Formas de practicarlo

Existen dos grandes tipos de ejercicios hipopresivos. Estáticos y dinámicos. Para saber cuál es el más recomendable para cada persona, es necesario realizar un estudio individual en base al estado físico y de salud.

La edad, el sedentarismo y la mala práctica de ejercicios físicos, ocasiona un desgaste muscular, acortamiento de algunos músculos y el alargamiento de otros y curvas en la columna. Así, la zona del abdomen se engruesa y la postura empeora radicalmente. Pero en todas las personas esto sucede en formas y ritmos distintos, por lo que el chequeo médico previo es fundamental.

Un ejercicio estático de baja complejidad, es ponerse de pie, con los pies separados por unos veinte centímetros y luego semiflexionar las rodillas. Las manos deben posarse sobre las rodillas, con los dedos y las muñecas extendidas. Posteriormente, hay que botar todo el aire y entrar el abdomen lo más posible hasta llegar a una apnea espiratoria. Tras diez o veinte segundos en ese estado, se vuelve a respirar. Esta postura se repite hasta completar un máximo de diez minutos.
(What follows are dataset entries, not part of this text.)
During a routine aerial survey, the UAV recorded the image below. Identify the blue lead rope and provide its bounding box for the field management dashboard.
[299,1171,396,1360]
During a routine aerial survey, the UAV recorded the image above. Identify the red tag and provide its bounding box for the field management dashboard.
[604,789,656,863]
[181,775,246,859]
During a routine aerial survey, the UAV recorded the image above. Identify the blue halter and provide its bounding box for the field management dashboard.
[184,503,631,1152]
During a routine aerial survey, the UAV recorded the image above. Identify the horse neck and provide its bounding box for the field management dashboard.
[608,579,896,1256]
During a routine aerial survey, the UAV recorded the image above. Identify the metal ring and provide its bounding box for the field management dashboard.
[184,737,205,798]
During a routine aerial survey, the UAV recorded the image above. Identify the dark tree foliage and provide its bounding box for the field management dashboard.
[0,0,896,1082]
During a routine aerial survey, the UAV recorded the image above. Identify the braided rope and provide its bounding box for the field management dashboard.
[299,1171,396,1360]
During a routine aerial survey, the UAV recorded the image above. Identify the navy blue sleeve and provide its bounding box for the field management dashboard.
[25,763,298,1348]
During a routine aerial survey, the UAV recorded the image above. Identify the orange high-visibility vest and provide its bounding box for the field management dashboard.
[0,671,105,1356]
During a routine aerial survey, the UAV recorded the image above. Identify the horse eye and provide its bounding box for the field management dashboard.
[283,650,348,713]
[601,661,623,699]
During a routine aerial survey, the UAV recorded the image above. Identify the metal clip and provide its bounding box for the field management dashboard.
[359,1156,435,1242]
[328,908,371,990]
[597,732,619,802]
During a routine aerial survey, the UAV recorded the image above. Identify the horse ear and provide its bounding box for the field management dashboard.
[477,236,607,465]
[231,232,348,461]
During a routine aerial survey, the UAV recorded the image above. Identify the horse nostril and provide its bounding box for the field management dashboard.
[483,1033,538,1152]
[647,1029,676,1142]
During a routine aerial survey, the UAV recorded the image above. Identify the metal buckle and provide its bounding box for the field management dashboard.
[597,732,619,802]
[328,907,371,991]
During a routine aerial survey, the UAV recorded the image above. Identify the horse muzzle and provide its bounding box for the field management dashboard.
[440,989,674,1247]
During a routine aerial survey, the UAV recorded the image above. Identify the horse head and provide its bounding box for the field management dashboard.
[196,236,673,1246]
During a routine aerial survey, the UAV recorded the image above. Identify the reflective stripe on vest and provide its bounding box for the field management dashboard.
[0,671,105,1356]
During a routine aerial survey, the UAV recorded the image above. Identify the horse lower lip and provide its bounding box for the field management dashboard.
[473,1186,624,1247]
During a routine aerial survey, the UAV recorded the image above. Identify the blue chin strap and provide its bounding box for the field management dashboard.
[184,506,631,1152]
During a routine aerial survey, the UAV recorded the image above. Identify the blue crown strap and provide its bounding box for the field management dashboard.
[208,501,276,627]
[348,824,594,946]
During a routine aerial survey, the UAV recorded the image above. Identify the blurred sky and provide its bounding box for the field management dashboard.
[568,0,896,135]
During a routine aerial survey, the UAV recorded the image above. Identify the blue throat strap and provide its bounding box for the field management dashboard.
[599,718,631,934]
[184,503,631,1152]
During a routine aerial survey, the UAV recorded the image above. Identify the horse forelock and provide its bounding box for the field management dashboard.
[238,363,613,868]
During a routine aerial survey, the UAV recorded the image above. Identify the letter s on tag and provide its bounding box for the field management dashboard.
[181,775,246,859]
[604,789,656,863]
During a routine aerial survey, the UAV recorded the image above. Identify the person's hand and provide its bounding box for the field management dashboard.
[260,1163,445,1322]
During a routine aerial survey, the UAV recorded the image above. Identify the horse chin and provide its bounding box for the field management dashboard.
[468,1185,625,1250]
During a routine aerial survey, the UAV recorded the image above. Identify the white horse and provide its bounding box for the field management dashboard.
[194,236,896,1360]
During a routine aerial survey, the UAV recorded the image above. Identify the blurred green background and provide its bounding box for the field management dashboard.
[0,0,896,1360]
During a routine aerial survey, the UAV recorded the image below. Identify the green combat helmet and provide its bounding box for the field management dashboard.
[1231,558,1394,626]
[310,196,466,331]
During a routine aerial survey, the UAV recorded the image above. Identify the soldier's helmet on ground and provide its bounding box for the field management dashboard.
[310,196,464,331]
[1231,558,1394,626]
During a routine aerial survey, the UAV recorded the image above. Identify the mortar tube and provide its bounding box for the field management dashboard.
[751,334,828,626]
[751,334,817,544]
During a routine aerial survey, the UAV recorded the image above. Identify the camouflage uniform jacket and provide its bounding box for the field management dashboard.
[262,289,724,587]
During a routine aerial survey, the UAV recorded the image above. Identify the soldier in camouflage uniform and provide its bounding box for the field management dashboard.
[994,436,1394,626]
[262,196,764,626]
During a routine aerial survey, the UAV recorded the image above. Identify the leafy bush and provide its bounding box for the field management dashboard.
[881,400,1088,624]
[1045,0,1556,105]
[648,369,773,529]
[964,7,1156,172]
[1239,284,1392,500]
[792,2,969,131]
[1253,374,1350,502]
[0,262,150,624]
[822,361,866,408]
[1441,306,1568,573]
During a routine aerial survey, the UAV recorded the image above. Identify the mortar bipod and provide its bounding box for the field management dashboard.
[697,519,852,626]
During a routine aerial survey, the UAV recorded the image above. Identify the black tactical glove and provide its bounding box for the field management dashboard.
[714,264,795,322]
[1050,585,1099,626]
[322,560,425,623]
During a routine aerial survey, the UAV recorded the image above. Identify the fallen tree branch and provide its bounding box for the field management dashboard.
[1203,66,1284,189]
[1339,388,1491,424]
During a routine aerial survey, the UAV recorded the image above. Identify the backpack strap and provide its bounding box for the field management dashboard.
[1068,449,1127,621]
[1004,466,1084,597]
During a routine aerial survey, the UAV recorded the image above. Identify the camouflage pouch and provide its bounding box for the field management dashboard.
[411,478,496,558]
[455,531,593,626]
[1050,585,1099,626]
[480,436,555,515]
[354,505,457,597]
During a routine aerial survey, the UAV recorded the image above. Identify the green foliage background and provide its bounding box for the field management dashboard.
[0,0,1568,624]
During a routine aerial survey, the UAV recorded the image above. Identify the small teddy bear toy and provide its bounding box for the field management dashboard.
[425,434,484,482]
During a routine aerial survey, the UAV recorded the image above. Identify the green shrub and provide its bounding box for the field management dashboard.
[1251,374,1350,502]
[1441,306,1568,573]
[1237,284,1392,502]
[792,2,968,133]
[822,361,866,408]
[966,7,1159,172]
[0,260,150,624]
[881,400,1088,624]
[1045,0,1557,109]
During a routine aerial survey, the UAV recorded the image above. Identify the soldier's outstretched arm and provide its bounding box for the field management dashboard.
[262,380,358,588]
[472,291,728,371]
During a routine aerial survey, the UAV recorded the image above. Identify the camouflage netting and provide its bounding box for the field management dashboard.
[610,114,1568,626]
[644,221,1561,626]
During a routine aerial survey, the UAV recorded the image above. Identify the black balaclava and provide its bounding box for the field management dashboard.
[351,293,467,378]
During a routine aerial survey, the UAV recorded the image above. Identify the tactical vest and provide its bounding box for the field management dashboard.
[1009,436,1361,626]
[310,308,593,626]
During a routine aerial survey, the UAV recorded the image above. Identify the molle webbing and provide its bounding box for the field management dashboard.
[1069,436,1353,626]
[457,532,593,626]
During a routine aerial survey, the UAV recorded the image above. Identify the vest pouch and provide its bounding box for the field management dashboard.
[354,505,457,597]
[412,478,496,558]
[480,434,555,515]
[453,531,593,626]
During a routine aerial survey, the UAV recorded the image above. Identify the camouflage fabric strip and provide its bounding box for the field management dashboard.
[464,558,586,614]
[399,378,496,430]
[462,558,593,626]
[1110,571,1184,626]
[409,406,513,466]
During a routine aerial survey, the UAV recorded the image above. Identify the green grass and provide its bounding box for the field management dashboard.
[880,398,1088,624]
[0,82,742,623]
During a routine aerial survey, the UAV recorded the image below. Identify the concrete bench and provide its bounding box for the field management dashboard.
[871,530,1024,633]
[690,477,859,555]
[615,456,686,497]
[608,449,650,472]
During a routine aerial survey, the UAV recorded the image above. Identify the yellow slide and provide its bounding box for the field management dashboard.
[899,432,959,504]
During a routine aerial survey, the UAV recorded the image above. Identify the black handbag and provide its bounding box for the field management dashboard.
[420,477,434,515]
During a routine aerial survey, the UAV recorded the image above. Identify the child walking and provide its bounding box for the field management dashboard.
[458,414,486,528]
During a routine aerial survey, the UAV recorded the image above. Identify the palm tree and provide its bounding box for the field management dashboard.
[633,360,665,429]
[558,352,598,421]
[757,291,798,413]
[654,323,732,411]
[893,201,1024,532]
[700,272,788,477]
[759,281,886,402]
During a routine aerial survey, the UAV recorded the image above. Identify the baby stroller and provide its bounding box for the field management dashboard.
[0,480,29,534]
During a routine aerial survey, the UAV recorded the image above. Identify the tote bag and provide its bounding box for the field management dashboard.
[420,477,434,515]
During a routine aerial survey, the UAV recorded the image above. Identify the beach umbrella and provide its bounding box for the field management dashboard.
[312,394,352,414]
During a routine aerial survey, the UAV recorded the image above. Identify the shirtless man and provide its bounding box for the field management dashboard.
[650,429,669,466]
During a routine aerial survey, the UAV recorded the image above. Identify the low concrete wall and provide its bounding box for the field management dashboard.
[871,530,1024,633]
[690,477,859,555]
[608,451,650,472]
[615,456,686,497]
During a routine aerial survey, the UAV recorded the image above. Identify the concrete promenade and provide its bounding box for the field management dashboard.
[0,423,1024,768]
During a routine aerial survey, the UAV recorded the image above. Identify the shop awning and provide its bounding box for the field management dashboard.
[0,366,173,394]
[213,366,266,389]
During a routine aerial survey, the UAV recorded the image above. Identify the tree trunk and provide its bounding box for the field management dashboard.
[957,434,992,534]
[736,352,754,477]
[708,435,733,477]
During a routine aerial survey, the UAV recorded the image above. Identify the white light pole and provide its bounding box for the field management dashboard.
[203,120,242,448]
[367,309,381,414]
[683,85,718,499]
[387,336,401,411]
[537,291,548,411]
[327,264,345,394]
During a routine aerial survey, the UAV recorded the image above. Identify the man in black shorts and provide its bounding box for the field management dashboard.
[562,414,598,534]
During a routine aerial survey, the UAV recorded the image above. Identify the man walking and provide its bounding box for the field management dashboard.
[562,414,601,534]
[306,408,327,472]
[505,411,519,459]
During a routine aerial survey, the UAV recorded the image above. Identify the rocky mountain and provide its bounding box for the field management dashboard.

Por otro lado, el método hipopresivo también tiene una función deportiva. En el alto rendimiento, los deportistas consiguen subir el nivel de la eritropoyetina, que es la hormona que incrementa la cantidad de glóbulos rojos, regulan la respiración por la relajación del diafragma.

Tanto en lo estético como en lo deportivo, “se pueden realizar sesiones intensivas de alrededor de una hora, hora y media, pero en cuanto a las posiciones, son todas muy efectivas. Dependiendo de la persona va a tener más sensación con una que en la otra”, comenta el experto en hipopresión, Rodrigo Arriagada.

Sin experiencia o instrucción, se pueden producir lesiones, malas posturas de la espalda y complicaciones generales en el cuerpo. Pero con responsabilidad, la práctica de la gimnasia hipopresiva no implica riesgos.